Pension funds are full of the two things most attractive to hackers: data and money. But it's not just hackers that you need to focus on when it comes to pensions data.

Brief summary

This speedbrief looks at some data-related priorities that trustees and employers should have on their to-do list for 2021, including:

  • cyber security
  • getting ready for the dashboards
  • data sharing
  • subject-access requests
  • overseas data transfers

Brief actions

Data-related actions for 2021 include:

  • think about cyber security – can the employer help, should you do cyber war-gaming and develop a cyber policy?
  • address the new Information Commissioner's Office (ICO) codes of practice – do you need a data sharing agreement for controller to controller data transfers? Are you prepared for many member data subject access requests (DSARs)?
  • understand if scheme data moves from the UK to other countries and document this appropriately
  • are your GDPR documents still up to date? For example, do they reflect who data is now shared with?
  • consider whether any training is needed in relation to data protection, by whom and who should attend?
  • consider if member data can be easily retrieved to comply with dashboard obligations and, if not, what needs to be put into an action plan to cover the next two years?

Some more detail

Cyber security

To paraphrase former FBI director James Coney: there are two kinds of pension scheme: those that have been hacked, and those who don’t yet know they’ve been hacked.

Schemes should keep their data secure by having appropriate cyber security procedures and monitoring in place. A pension scheme is a tempting target and a cyber breach is a bigger risk than trustees and employers might think. Since the start of UK lockdown, attacks targeting home workers have increased from 12% of malicious email traffic to over 60%.

The Pensions Regulator has issued guidance on cyber security for trustees which highlights the need for them to be aware of their “responsibilities in respect of cyber resilience” and to “receive regular training and have access to skills and expertise to understand and manage cyber risk”. PASA has also issued guidance to help administrators deal with cybercrime. Employers may be able to help with this through their own cyber security arrangements.

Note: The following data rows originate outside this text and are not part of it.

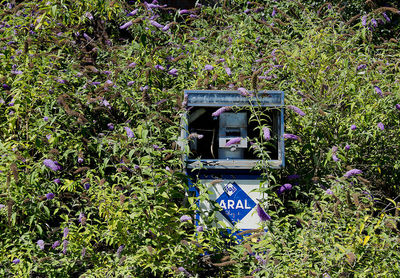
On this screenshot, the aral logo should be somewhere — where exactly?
[224,183,236,197]
[217,182,256,224]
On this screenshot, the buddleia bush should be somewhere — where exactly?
[0,1,400,277]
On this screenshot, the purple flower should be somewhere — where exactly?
[46,192,54,200]
[128,62,136,68]
[63,227,69,238]
[225,137,242,147]
[263,126,271,141]
[271,7,276,17]
[255,254,267,265]
[139,85,149,91]
[361,15,367,26]
[178,266,192,277]
[85,12,93,20]
[127,9,138,16]
[286,105,306,116]
[63,239,69,255]
[278,183,293,194]
[382,13,390,22]
[257,204,272,221]
[168,69,178,76]
[179,215,192,222]
[211,106,231,117]
[238,87,253,97]
[11,70,23,75]
[37,239,44,250]
[357,64,367,70]
[78,212,85,223]
[283,133,300,140]
[124,126,135,138]
[43,159,61,171]
[179,10,191,14]
[117,244,125,257]
[161,23,172,31]
[374,86,383,97]
[119,21,133,30]
[51,240,60,249]
[344,169,362,178]
[150,20,165,29]
[83,33,92,41]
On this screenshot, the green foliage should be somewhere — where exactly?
[0,0,400,277]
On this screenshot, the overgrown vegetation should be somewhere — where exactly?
[0,0,400,277]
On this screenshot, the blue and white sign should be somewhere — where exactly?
[217,182,256,224]
[199,179,262,229]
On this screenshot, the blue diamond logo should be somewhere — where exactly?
[217,182,256,225]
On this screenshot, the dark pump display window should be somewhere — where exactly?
[187,107,280,160]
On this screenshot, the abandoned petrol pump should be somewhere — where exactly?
[181,90,284,230]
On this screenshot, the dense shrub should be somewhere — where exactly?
[0,0,400,277]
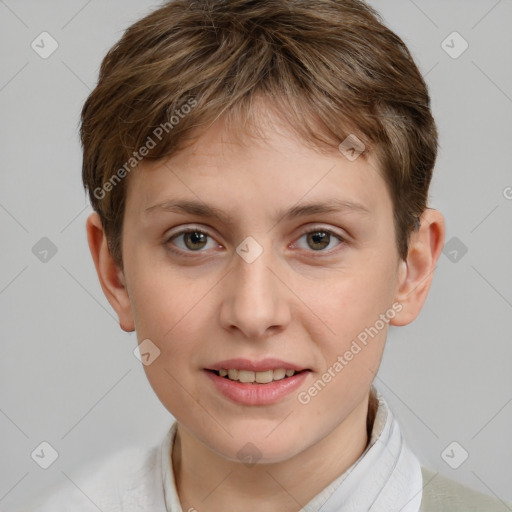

Trustees and employers need to have a plan in place setting out what they would do in the event of a cyber breach, and they should ideally be “wargaming” tackling practical cyber breaches. These steps will help to ensure that, if a cyber breach occurs, it can be properly and promptly dealt with. Trustees should make sure they document any steps they take to help prove they have complied with their obligations.

The dashboards

The Pension Schemes Act 2021 will require a lot of data to be given to the pensions dashboards about the benefits that schemes hold for members. Schemes may be able to voluntarily supply information to the dashboards from next year, with phased compliance starting in 2023 (possibly with the largest DC schemes going first).

The details will be set out in regulations, but the information that schemes might have to provide could include details about:

  • the administration and finances of the scheme
  • the rights and obligations under the scheme
  • the pensions and other benefits the scheme provides
  • information about an individual’s benefits under the scheme

In December 2020, the Pensions Dashboards Programme issued a data standards guide setting out the information that schemes will be given to find a person’s pension entitlement and the basic information that they will need to provide. This was followed by guidance from PASA setting out key actions that schemes can take and suggested timescales.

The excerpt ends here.